In an earlier case,
Michigan v. Summers, decided in the early 1980s, the Supreme Court held that when police are
executing a search warrant the police are entitled to temporarily hold
people they discover on the premises even if they do not have a reason
to suspect them of engaging in any wrongdoing.
This issue was tested in 2005 when police in Wyandanch, NY arrested a man,
Chunon Bailey, even though he had already left the premises before any
police arrived to search the building. Furthermore, Mr. Bailey was not
stopped on the property in question, but was instead found a mile away
from the house. Police officers who stopped Bailey found evidence that
linked him to drugs and a weapon found in the house they were sent to search.
On Tuesday, the Court voted 6-3 to refuse to extend the principle laid
out in 1981 to the facts of the present case. The justices agreed that
the distance, in both time and geography, were too great to allow police
the same authority found in the previously decided case. Justice Kennedy
wrote that the practical necessities for why an officer might need to
detain someone on the premises during a search disappear when that person
is a great distance from the scene of the search.

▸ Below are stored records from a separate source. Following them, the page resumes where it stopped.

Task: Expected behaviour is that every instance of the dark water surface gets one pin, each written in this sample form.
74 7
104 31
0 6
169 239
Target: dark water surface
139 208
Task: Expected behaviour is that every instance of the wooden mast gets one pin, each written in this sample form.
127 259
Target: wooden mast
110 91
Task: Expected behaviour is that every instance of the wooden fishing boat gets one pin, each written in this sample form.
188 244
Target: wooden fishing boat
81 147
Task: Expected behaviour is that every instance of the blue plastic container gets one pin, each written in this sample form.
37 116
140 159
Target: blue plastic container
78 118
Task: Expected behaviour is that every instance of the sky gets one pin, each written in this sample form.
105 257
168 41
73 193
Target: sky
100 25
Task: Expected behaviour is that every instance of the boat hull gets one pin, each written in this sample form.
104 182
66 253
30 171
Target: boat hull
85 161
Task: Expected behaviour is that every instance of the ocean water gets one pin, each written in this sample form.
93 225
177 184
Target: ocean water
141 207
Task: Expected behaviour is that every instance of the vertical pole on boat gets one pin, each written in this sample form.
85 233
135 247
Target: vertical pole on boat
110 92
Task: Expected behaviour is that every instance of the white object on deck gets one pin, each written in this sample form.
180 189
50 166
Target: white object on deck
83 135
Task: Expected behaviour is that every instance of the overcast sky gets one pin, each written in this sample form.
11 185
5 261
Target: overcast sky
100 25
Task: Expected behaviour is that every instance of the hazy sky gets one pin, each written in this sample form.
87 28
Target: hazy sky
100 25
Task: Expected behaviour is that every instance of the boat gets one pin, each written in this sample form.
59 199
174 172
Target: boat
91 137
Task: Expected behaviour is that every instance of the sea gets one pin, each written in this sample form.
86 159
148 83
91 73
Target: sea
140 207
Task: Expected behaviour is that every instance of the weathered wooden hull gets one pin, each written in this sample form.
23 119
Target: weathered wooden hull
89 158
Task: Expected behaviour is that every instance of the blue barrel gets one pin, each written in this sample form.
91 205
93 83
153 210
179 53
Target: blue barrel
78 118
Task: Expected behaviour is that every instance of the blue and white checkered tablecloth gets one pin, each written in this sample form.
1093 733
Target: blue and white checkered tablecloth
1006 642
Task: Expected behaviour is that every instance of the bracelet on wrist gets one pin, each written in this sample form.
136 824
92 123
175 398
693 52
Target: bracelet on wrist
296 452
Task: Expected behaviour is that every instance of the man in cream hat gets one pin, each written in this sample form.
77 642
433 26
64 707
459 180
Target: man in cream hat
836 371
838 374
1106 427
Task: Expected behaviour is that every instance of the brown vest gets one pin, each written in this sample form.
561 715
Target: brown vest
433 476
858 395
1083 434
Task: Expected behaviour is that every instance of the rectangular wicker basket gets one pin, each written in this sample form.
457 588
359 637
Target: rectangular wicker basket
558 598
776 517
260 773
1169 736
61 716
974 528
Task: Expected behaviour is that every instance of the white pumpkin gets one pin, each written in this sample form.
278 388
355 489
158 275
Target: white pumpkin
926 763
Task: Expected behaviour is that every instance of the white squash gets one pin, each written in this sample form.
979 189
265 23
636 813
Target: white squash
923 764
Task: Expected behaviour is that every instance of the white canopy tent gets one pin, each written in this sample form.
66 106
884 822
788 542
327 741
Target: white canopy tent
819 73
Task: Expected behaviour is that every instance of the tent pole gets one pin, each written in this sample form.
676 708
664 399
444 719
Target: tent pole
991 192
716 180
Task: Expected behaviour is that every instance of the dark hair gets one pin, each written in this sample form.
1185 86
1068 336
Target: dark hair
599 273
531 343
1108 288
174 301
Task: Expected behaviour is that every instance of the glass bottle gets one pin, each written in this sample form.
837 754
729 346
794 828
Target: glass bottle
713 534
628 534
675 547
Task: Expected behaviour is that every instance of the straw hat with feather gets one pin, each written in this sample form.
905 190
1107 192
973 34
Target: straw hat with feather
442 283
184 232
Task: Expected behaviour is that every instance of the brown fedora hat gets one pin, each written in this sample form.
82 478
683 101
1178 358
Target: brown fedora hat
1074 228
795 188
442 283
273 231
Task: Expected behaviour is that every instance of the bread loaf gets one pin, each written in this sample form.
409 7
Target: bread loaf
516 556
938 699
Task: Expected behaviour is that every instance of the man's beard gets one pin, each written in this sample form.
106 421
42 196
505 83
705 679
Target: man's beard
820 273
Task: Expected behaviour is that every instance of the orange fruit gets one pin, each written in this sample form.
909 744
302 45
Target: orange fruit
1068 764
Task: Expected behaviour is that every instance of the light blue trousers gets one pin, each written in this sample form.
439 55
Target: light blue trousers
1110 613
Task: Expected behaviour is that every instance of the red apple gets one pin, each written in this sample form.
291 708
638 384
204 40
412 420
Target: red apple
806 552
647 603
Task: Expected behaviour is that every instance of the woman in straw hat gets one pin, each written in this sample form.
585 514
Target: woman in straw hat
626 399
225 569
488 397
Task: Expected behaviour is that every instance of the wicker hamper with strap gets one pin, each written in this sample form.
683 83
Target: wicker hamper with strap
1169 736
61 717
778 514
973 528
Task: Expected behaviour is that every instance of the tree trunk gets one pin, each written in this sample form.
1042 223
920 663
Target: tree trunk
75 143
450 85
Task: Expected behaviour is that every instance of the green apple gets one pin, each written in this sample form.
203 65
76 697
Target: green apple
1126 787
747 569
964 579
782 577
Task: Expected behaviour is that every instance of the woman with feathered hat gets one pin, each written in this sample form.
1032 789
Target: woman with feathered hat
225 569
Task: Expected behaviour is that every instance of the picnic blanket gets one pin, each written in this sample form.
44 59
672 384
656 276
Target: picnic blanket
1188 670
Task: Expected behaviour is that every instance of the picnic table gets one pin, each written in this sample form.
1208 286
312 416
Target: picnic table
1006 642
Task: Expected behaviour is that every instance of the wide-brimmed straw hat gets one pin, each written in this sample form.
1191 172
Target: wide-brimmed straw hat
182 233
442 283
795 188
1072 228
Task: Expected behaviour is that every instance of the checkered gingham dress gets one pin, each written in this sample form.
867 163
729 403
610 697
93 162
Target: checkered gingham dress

Kennedy elaborated on the problem with allowing such a detention away from
the premises. He said that the extraordinary intrusion on personal liberty
would be even greater in such a circumstance given that the person would
be stopped in public and then be forced to go back to the premises of
the search, giving an outward appearance that the subject had been arrested.
The case resulted in a very odd voting alliance among the justices. Besides
Kennedy, Roberts, and Scalia joined with Justices Ginsburg, Sotomayor
and Kagan to form the majority. Thomas and Alito, two staunch conservatives,
joined Justice Breyer in dissenting.